Leader election

As an operator watches events coming from the whole Kubernetes cluster, running multiple instances of it can eaasily lead to undesired behavior. The zio-k8s-operator library implements some simple leader election algorithms:

• a port of the "leader for life" feature of the Go operator framework)
• a port of the Lease based lock mechanism in the Go Kubernetes client

Leader for life algorithm

This works by creating a ConfigMap resource and using the Kubernetes resource ownership to tie its lifecycle to the running Pods lifecycle. This way (even though the code itself releases the ConfigMap on exit) if the pod crashes, the cluster will automatically garbage collect the config map resource and let another instance acquire the lock.

There is an alternative implementation that instead of working with ConfigMap resources uses its own custom resource called LeaderLock. This can be used in scenarios when giving permissions for arbitrary ConfigMap resources is undesirable.

Prerequisites

To be able to use this feature, some prerequisites have to be met:

• An environment variable with the active pod's name called POD_NAME
• Proper access rights for Pod and ConfigMap or LeaderLock resources
• When using LeaderLock, it's custom resource definition must be installed

To define the POD_NAME use the following in the Pod resource:

env:
  - name: POD_NAME
    valueFrom:
      fieldRef:
        fieldPath: metadata.name

And for providing the required rights with RBAC in a ClusterRole:

apiVersion: rbac.authorization.k8s.io/v1
kind: ClusterRole
metadata:
  name: example-role
rules:
  - apiGroups:
      - ""
    resources:
      - namespaces
      - pods
    verbs: ["get", "list", "watch"]
  - apiGroups:
      - ""
    resources:
      - configmaps
    verbs: [ "get", "list", "create", "update" ]

Lease lock algorithm

This algorithm uses a Lease resource. If it does not exist it tries to create one. In case it exists it only needs update rights for it. Other than that, similar to the other implementation it needs the POD_NAME environment variable that is used as the lease holder's identity.

Note that unlike the leaader for life methods, it is not guaranteed that the leadership is kept until the end of the process.

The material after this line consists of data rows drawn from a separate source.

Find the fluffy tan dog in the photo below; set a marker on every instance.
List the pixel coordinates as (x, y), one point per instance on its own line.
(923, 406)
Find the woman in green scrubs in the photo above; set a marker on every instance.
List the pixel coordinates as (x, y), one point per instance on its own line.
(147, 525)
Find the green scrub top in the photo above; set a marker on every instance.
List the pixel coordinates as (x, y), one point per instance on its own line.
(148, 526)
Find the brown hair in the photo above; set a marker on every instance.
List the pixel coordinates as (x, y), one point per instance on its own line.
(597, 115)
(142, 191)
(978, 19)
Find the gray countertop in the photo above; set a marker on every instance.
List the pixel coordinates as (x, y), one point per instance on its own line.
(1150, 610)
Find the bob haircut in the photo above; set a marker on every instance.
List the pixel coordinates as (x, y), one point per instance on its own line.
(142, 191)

When using this method the code that is protected by the leader election might be interrupted when another instance steals the ownership.

Guarding the code

Let's see how to guard our ZIO effect from running in multiple instances within the cluster!

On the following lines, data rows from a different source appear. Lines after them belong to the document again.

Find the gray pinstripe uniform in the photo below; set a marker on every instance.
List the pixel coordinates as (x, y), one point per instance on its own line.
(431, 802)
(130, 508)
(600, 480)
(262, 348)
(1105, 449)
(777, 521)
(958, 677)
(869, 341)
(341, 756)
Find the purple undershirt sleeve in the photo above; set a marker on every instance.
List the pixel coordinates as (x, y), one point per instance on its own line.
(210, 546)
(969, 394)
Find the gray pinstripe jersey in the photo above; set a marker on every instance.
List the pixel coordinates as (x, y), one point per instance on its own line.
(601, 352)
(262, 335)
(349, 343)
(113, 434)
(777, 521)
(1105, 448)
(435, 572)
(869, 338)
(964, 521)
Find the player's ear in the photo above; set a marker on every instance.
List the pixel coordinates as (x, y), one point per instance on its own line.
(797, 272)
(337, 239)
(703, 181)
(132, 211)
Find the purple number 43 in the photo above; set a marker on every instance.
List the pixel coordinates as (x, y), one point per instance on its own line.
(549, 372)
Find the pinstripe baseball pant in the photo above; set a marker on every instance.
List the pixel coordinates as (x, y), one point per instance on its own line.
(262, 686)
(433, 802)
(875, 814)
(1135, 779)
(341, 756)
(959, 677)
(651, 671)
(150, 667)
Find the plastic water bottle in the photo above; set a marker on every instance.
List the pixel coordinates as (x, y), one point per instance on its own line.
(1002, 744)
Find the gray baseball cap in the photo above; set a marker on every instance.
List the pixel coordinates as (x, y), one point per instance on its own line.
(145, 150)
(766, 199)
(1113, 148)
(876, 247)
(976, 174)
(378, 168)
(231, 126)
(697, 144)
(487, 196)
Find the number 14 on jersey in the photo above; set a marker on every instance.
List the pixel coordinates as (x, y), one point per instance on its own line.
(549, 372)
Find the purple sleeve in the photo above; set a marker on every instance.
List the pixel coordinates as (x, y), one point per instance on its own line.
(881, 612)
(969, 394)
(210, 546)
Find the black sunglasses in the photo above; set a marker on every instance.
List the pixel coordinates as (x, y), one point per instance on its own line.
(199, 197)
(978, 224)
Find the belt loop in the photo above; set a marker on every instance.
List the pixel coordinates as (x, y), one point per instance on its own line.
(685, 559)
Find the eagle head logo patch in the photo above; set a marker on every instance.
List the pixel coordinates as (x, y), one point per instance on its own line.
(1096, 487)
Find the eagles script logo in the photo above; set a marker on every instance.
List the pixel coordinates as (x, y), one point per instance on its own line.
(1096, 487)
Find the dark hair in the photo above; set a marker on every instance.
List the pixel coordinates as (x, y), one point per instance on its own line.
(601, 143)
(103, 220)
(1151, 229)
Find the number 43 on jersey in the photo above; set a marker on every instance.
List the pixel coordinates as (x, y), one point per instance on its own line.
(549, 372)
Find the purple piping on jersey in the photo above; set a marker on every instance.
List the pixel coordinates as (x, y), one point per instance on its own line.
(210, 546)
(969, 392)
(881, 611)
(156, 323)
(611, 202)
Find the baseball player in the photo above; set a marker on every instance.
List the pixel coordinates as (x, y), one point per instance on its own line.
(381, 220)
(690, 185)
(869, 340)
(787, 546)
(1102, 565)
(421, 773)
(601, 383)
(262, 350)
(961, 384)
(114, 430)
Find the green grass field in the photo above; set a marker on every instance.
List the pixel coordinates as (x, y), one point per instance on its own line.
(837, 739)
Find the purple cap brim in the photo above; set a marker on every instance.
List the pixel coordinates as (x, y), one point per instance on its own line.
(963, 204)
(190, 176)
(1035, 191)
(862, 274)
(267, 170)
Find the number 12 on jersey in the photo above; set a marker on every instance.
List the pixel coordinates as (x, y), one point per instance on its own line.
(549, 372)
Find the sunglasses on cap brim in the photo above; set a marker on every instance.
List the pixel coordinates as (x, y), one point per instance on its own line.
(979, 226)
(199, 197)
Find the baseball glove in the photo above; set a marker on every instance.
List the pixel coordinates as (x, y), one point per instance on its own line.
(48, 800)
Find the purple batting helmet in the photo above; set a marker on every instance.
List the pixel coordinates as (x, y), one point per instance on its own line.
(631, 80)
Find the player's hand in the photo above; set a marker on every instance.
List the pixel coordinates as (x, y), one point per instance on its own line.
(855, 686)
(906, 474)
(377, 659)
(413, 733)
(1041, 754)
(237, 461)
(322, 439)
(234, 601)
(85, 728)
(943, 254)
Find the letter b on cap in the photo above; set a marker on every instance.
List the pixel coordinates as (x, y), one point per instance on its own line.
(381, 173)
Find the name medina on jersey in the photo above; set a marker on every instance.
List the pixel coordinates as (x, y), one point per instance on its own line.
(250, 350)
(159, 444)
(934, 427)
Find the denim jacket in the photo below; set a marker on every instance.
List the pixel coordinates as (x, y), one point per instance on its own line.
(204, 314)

import com.coralogix.zio.k8s.client.v1.configmaps.ConfigMaps
import com.coralogix.zio.k8s.client.v1.pods.Pods
import com.coralogix.zio.k8s.client.K8sFailure
import com.coralogix.zio.k8s.operator.contextinfo.ContextInfo
import com.coralogix.zio.k8s.operator.leader
import com.coralogix.zio.k8s.operator.leader.LeaderElection

import zio.Clock
import zio.System


def example(): ZIO[
    LeaderElection,
    Nothing,
    Option[Nothing]
  ] =
    leader.runAsLeader {
      exampleLeader()
    }

def exampleLeader(): ZIO[Any, Nothing, Nothing] =
    ZIO.logInfo(s"Got leader role") *> ZIO.never

example.provide(
    k8sDefault,
    ContextInfo.live,
    Pods.live,
    ConfigMaps.live,
    LeaderElection.configMapLock("leader-example-lock")
)

We have to construct a LeaderElection layer with one of the layer constructors from the LeaderElection object. In this example we are using the ConfigMap based lock. This lock has two requirements:

• ContextInfo to get information about the running pod
• ConfigMaps to access the ConfigMaps

The leader election module also depends on Logging to display information about the leader election process.

Once we have the LeaderElection layer, protecting the application from running in multiple instances can happen by simply wrapping it in leader.runAsLeader.

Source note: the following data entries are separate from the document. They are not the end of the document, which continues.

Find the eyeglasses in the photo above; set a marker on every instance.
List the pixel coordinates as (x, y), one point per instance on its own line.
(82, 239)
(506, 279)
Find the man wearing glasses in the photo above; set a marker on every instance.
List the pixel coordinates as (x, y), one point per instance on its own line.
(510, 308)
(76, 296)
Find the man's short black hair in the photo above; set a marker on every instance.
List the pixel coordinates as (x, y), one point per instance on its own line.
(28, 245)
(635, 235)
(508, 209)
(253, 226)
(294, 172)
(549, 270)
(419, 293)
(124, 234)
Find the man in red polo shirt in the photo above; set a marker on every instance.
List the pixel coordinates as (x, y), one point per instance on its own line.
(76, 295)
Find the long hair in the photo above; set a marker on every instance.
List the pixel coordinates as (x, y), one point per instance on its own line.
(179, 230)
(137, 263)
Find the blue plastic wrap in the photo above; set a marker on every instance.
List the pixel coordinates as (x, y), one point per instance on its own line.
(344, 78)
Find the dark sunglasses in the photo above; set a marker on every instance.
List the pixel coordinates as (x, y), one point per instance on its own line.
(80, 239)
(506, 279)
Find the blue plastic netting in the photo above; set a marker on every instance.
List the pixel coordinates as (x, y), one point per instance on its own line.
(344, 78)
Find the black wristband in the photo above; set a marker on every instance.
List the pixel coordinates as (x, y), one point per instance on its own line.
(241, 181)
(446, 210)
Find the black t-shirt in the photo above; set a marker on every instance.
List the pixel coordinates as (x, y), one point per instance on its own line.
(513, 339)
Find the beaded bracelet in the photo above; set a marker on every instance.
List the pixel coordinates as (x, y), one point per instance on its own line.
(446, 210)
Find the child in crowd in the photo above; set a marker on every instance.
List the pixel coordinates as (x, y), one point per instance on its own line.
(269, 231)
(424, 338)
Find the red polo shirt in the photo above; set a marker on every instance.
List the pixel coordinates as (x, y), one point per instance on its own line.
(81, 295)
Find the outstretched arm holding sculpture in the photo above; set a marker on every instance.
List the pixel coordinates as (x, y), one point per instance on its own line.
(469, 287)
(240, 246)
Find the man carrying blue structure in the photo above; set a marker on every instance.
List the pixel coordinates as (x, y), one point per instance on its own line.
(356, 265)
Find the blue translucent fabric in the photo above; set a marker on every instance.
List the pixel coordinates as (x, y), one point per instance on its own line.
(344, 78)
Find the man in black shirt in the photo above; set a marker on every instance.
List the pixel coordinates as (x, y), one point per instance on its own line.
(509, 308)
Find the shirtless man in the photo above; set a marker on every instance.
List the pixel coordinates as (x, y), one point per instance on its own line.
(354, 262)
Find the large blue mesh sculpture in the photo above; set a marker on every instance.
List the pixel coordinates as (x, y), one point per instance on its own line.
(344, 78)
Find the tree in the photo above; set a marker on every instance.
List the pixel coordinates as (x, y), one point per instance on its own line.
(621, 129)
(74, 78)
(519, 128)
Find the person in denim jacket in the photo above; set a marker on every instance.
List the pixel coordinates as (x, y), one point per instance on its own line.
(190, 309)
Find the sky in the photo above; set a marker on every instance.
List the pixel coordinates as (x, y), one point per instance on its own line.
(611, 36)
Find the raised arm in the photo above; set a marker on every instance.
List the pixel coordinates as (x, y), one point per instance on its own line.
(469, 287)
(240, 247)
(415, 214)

In case the lock is already taken, the code will block and retry periodically to gain access to the config map.

When using the Lease based algorithm, it is possible that the ownership is taken away from the leader. In this case the runAsLeader function returns with None and usually it is recommended to retry acquiring it, for example using .repeatWhile(_.isEmpty).

There is also a variant in the LeaderElection module that returns a ZManaged for more precise control.